Without being a battery chemistry expert, why do these battery packs become not useful for an EV yet could still be useful for energy storage. They keep saying that 80% of life becomes unusable for EV, but that's still a lot of life. Is it that grid energy is more of a constant drain while the EV is lots of hard pulls (for lack of better wording)? In an EV, the battery cannot provide the higher volts being requested within rating, but a grid is never demanding peak performance?
It's not just about capacity (80% is still a lot), it's that degraded batteries lose their ability to deliver high current under load—so acceleration suffers and voltage sags under hard pulls. For grid storage, you're doing slow, steady charge/discharge cycles over hours, so the same battery that can't handle aggressive driving anymore works perfectly fine. Plus, grid storage has virtually unlimited space and no range anxiety, so if you need 25% more packs to hit your capacity target, you just stack them in a warehouse where real estate is cheap.
Also, batteries will degrade faster over time when they start to degrade, because they need more frequent charging. Their internal resistance increase and that promotes heat buildup during fast charging/discharging, another thing that promotes degradation. Slow charge/discharge cycles also help with heat management.
They claim to have taken the Moss Landing fire into account with how they are placing their batteries. We won't know if they've really solved the problem or not until their first battery pack experiences a runaway thermal event.
Space and weight are serious constraints in the car space, but not such a big deal on the side of a house. That’s how they retain their usefulness.

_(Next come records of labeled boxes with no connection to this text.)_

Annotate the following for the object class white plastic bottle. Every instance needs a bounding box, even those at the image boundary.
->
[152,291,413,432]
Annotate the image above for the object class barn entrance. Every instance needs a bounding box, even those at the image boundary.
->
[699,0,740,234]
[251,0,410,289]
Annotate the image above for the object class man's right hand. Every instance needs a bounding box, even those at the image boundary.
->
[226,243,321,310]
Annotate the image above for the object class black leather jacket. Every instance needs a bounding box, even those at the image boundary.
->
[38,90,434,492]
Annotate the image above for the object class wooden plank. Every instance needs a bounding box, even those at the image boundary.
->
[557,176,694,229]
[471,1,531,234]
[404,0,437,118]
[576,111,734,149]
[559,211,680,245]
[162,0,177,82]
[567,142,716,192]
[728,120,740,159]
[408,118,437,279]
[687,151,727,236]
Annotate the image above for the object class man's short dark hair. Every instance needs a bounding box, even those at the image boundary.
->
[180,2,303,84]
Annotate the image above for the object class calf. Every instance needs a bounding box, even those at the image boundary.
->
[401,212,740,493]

80% could indeed be plenty of usable life for your EV use cases, but it strongly depends on usage patterns. More degradation means more trips to the charger on a road trip. It means trips that you’d regularly make just charging at home at the end of day now require you to plug in at the destination too. It means more range anxiety as a whole.
The load in an EV is very different than in storage. Basically the charge and discharge rate is what deteriorates the battery. EVs need a lot of power delivered quickly in bursts when you accelerate (tens/hundreds of kw). And then fast charging when the driver is in a hurry also puts a lot of stress on the battery. With storage solutions, the power requirements are much less intense. These high bursts of energy would actually blow the fuse in your house. They are simply not needed. And there is no need for fast charging them either. Instead they get charged over many hours when there is cheap power available.
Companies like Redwood are good at assessing the state of the battery and then managing it such that it is run optimally. Usually, it's just a few cells that are no longer working; the rest of the pack is still be fine. So that just means the max output of the pack drops a bit. But that's still more than fine for storage if all you need is a few kw of output.
Running the battery optimally also extends the useful life of the remaining cells.